Cleopatra, Schiff noted, had a baby nine months after her first meeting with the Emperor of Rome. The observation caused one of the few men in the audience to shout, "Hail, Caesar!"

Schiff deliberately avoided watching the 1963 movie about Cleopatra, starring Elizabeth Taylor and Richard Burton. She didn't want to cloud her thinking with Hollywood images as she sought to "peel back a veil" and write the most historically accurate portrait she could after sifting the often contradictory evidence.

When confronted with an important dispute, such as the facts of Cleopatra's death, Schiff presents readers with both versions (venomous snake, poison) but also lets them know which one her research led her to believe (poison).

Schiff was a finalist for a Pulitzer Prize in 1995 for her biography of "The Little Prince" writer Saint-Exupery, but she won it in 2000 for "Vera (Mrs.

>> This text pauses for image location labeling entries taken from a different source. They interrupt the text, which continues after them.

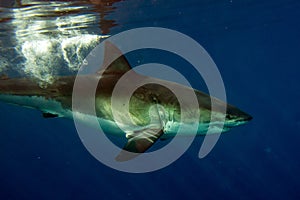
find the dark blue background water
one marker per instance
(255, 44)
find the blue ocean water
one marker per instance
(255, 45)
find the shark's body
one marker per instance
(56, 101)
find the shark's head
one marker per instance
(161, 94)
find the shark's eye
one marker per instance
(154, 98)
(140, 96)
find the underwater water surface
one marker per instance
(255, 45)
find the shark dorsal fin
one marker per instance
(119, 65)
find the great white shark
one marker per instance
(148, 102)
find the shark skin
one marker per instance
(154, 108)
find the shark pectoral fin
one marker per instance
(138, 143)
(49, 115)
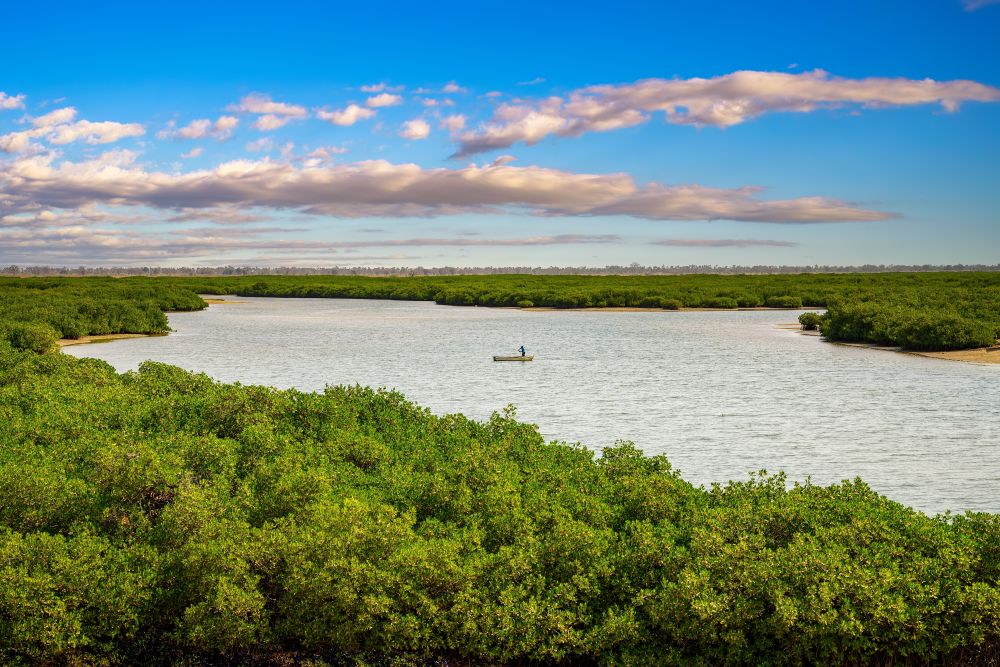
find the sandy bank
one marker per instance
(103, 338)
(212, 301)
(979, 355)
(636, 309)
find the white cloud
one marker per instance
(56, 128)
(379, 188)
(270, 121)
(263, 144)
(415, 129)
(104, 132)
(720, 101)
(347, 116)
(55, 117)
(384, 100)
(9, 102)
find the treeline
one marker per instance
(922, 311)
(611, 269)
(158, 517)
(917, 311)
(36, 312)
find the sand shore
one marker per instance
(979, 355)
(102, 338)
(215, 300)
(636, 309)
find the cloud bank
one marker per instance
(59, 128)
(380, 188)
(720, 101)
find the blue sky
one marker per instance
(585, 134)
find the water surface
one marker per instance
(720, 393)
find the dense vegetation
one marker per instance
(921, 311)
(36, 312)
(159, 517)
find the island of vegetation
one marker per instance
(913, 311)
(160, 517)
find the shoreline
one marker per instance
(214, 300)
(100, 338)
(977, 355)
(638, 309)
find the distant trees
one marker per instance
(31, 336)
(810, 321)
(912, 310)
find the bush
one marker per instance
(810, 321)
(32, 336)
(783, 302)
(170, 519)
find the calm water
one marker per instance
(720, 393)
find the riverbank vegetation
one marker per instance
(159, 517)
(918, 311)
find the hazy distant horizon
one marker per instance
(458, 135)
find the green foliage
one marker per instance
(720, 302)
(810, 321)
(785, 301)
(159, 517)
(35, 337)
(920, 311)
(75, 307)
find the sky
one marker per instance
(500, 134)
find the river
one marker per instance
(720, 393)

Vladimir Nabokov)." The prize is wonderful, she said, but "it doesn't get you a seat at a restaurant." And it appears not to get her proper respect from her three children, either. "My kids'll say, 'Look, she can win a Pulitzer Prize, but she can't find the lid for the Tupperware."

Kerri Miller's interview with Schiff will be rebroadcast at 10 a.m. Tuesday, Oct. 11 on Minnesota Public Radio.

Coming next to Talking Volumes are Colson Whitehead (Nov. 2) and Chuck Palahniuk (Nov. 17).